Врачи установили отек легких. Лежал папа дня три. Все время в забытьи и с трудным дыханием. Невесть откуда явилась под окно бродячая собака Арапка, которую мы, дети, иногда кормили. Она простояла под окном все трое суток и выла. Этот вой еще усугублял ту тревогу, ужас, что поселились в сердцах. Скончался папа в ночь на 3 мая 1920 года, успев прийти в себя на несколько минут и благословить плачущую семью».
В эту ночь случилось полное лунное затмение, и дочери посчитали, что их замечательный отец – святой и потому скоро окажется в раю.

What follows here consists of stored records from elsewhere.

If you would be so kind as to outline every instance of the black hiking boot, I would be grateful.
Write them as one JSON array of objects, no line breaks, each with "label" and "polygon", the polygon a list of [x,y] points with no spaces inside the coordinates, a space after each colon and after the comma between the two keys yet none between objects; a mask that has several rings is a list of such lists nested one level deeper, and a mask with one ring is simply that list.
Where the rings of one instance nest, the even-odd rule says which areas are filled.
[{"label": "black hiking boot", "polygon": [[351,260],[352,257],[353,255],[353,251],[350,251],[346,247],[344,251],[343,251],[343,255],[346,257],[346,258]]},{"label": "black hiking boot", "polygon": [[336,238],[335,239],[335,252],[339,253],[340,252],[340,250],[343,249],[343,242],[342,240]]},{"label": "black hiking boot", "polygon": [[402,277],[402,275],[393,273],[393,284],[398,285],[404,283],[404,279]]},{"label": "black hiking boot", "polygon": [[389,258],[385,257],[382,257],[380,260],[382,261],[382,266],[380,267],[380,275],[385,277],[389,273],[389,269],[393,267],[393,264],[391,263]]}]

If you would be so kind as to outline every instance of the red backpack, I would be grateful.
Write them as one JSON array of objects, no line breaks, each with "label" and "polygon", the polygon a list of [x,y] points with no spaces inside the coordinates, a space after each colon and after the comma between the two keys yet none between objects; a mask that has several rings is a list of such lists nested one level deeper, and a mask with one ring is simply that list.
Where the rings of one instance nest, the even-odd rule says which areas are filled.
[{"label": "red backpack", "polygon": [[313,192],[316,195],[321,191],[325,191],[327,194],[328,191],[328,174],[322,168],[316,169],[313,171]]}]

В течение нескольких последующих лет все семейство Яковлевых постепенно разъехалось из милого их сердцу и уютного уездного городка. Несмотря на разного рода препятствия и ограничения, которые советская власть чинила выходцам из духовного звания, все дочери получили образование и заняли свою нишу в новом обществе. Варвара Ивановна Яковлева, к примеру, преподавала на факультете начальных классов Орловского пединститута и даже выпускала методические пособия для учителей.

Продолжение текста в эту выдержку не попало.